大新田氏展(群馬県立歴史博物館)
群馬県立歴史博物館で行われていた大新田氏展に行ってきました。
開催期間は2019年4月27日(土)~6月16日(日)

大新田氏展
展示は三部構成
一 義貞の勇姿
二 新田氏から岩松氏へ
三 新田氏の故郷
一 義貞の勇姿では、新田義貞を描いた肖像や木像など、それから兜や刀、轡など、義貞本人を表したりその周りの品の展示がメインでした。
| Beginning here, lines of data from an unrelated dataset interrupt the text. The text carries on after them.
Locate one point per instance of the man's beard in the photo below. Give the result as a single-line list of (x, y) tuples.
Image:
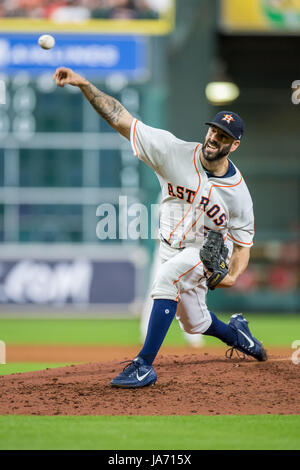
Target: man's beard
[(212, 156)]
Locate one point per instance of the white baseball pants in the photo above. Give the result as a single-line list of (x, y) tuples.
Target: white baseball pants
[(180, 278)]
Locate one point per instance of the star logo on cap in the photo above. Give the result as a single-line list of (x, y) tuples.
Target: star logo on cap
[(228, 118)]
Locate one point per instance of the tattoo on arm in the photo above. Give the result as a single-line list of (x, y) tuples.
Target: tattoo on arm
[(107, 106)]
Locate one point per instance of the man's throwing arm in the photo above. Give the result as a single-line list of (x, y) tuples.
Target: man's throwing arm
[(108, 107)]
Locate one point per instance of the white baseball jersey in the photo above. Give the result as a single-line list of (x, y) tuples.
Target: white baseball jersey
[(193, 201)]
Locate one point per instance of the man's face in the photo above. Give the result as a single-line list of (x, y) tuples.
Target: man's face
[(217, 144)]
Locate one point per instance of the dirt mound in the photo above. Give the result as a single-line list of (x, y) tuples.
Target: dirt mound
[(202, 383)]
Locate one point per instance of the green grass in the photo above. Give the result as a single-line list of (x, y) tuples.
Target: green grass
[(155, 432), (273, 330), (19, 367)]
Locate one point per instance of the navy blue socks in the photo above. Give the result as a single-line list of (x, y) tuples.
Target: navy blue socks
[(221, 330), (162, 315)]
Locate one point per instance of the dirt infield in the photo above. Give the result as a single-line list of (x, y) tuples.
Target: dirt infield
[(189, 383)]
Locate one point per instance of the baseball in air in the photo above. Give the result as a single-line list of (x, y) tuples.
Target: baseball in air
[(46, 41)]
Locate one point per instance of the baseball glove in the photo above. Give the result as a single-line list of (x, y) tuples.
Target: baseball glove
[(213, 255)]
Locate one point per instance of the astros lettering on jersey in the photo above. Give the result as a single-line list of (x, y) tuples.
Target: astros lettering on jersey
[(188, 190)]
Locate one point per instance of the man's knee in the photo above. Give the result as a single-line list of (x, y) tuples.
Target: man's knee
[(196, 325)]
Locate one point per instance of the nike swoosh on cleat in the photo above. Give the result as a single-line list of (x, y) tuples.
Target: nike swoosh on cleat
[(251, 343), (142, 376)]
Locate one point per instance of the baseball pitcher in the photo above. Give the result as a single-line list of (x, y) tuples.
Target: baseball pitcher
[(206, 227)]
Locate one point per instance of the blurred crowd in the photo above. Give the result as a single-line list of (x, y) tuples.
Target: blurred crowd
[(81, 10)]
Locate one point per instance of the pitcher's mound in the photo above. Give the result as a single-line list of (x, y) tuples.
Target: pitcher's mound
[(202, 383)]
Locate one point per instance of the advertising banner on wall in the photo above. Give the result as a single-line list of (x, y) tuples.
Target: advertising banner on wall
[(60, 283), (92, 55), (281, 16)]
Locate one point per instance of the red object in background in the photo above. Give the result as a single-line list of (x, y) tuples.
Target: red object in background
[(247, 281), (283, 278)]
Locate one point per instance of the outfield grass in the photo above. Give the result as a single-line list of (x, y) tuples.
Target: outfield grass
[(273, 330), (140, 432)]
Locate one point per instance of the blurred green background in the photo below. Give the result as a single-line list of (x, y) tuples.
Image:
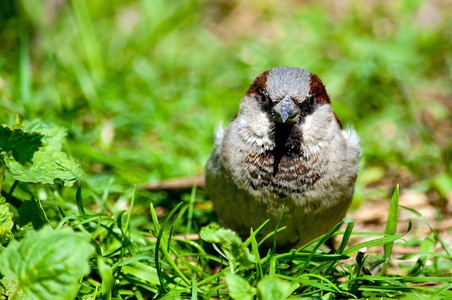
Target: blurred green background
[(141, 85)]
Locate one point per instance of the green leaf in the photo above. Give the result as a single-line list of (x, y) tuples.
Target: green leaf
[(47, 264), (45, 168), (6, 222), (273, 288), (53, 135), (11, 288), (31, 211), (21, 144), (230, 243), (239, 288), (391, 224)]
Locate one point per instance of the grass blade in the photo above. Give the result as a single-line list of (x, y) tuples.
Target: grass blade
[(391, 226)]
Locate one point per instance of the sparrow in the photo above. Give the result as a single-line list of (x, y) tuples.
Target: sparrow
[(285, 148)]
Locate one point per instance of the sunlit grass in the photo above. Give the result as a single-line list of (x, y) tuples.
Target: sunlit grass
[(141, 85)]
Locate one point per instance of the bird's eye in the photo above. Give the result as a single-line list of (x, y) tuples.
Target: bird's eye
[(311, 98), (264, 95)]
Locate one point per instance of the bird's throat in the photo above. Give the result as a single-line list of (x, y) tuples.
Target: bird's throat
[(282, 147)]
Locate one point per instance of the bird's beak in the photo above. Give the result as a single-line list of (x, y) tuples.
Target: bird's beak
[(286, 112)]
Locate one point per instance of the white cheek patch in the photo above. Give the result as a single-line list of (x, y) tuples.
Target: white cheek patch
[(319, 127)]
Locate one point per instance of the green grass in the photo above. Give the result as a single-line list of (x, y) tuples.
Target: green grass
[(140, 86)]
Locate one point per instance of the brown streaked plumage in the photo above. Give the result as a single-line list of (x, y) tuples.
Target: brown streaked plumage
[(285, 147)]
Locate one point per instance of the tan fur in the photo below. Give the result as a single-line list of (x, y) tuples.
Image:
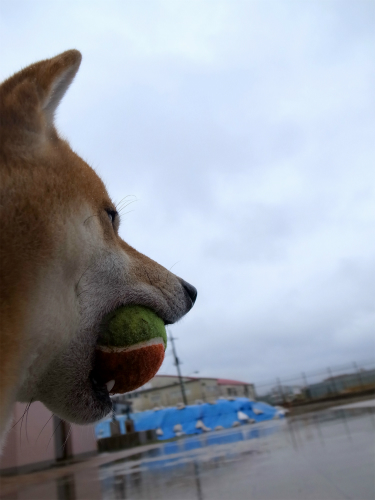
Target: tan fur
[(62, 263)]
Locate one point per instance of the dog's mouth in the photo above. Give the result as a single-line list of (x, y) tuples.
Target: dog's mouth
[(121, 369)]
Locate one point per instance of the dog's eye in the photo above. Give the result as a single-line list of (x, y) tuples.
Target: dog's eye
[(112, 214)]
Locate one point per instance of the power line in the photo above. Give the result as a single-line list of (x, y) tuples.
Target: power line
[(177, 363)]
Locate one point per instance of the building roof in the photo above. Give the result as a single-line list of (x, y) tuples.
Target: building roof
[(227, 381)]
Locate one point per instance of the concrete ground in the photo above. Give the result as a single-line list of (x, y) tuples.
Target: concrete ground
[(326, 455)]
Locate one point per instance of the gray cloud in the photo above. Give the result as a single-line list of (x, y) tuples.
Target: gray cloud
[(245, 130)]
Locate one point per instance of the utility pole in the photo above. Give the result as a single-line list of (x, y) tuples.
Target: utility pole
[(177, 363)]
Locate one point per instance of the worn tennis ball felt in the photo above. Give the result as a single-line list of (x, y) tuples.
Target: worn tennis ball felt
[(130, 348)]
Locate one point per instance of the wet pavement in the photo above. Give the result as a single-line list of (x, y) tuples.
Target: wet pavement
[(320, 456)]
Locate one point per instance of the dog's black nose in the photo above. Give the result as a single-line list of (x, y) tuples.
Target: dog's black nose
[(190, 290)]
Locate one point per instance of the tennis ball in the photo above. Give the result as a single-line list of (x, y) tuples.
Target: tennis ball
[(130, 348)]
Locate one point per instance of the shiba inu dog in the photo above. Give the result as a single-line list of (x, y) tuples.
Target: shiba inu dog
[(63, 265)]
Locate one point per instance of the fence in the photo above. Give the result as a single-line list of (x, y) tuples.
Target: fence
[(323, 384)]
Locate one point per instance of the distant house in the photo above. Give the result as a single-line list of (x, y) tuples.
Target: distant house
[(165, 390), (347, 382)]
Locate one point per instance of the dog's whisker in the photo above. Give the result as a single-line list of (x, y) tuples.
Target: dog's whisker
[(44, 426), (57, 426)]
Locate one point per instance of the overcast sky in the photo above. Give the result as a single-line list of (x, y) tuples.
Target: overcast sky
[(246, 132)]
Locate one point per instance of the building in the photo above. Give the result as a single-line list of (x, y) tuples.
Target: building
[(165, 390), (38, 439)]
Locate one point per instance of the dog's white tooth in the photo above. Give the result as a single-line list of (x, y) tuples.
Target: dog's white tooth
[(110, 385)]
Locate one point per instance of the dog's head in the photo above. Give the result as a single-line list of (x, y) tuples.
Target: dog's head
[(63, 263)]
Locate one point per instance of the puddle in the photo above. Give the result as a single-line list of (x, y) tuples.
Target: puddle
[(322, 456)]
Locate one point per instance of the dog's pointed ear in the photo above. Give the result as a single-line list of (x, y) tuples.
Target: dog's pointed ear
[(29, 98)]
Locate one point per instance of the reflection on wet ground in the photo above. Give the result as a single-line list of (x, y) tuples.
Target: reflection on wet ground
[(322, 456)]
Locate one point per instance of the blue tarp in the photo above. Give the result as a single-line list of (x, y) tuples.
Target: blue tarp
[(222, 413)]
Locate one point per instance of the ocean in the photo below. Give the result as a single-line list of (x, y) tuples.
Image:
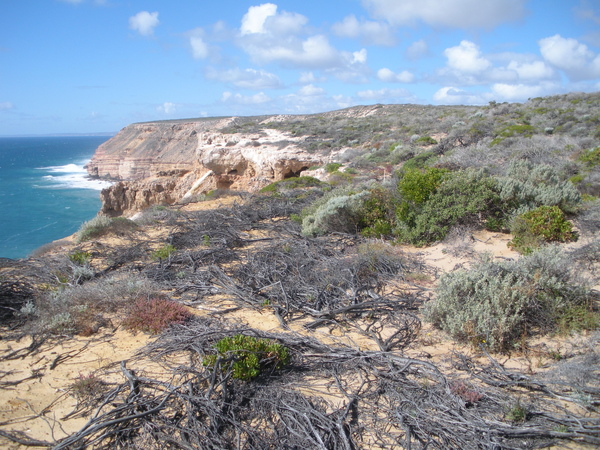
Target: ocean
[(45, 193)]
また足利尊氏像も展示されていましたが、解説文に「特徴的なたれ目」とあり、やっぱり尊氏といえばたれ目なんだなーと納得してしまいました。義貞の容姿を表す同時代資料は存在しないそうですが、展示されていた義貞の肖像画・木像ともに、どれも切れ長な目の印象を持ちました。
二 新田氏から岩松氏へ、は文書が中心に展示されていました。タイトル通り義貞の死後、新田本宗家の立場を岩松氏が継承してく様子を紹介。
新田氏の軍旗や家系図・仏像など展示されていましたが印象的だったのは後醍醐天皇の綸旨。綸旨に使用された紙は宿紙(しゅくし)といって、文字が書かれた紙を漉きなおして作ったいわばリサイクル紙。他に綸旨紙ともいわれるそう。この宿紙、偉い人専用だそうですが、リサイクル紙なだけあって灰色で驚きました。
三 新田氏の故郷、は世良田・安養寺・別所・岩松といった新田荘とよばれる地域に関する文書や出土遺物、板碑、寺院の肖像彫刻などが展示されていました。
印象的だったのは円仏と妙蓮という夫婦が作ったらしい二つのほぼおそろいの板碑。極楽往生を願って作ったものらしいですが、死後も一緒にいたいという願いはなんだかほのぼのとした気持ちになりました。
群馬県立歴史博物館に来たのは初めてだったのですが、『Q&A』というカラフルな解説用紙が置いてあってとても好印象でした。「板碑って何?」「古文書どこみる?-綸旨-」「善光寺式阿弥陀三尊像って何だろう?」などといった内容を可愛らしいイラストとわかりやすい文で説明してありました。
特別展のたびにこんな素敵な解説があるのかはわかりませんが、この博物館の学芸員さんに感謝を伝えたいです。ぜひ続けて欲しいです。
常設展
せっかくなので常設展も見ることに。
常設展の通史コーナーでは中世史コーナーを中心に見ました。動画で義貞の挙兵から上杉憲顕まで学べるので初心者にもおすすめです。
テーマ展示コーナーでは
『ポスターと図録でたどる企画展40年の軌跡』
開催期間2019年4月20日(土)~6月23日(日)も行われていたので見たのですが、1991年に第40回企画展「南北朝動乱と新田一族」展をやっていたことを知りました。当時の図録も置いてあったのでめくらせてもらいましたが、峯岸純夫先生が寄稿されていました。

こちらはNHK大河ドラマ「太平記」で新田義貞役の根津甚八さんが着用された赤糸威大鎧。
制作は太田市で、現在新田荘歴史資料館が所蔵しているようです。
アンケート記入コーナーの隣に展示してあり、写真撮影はOKでした。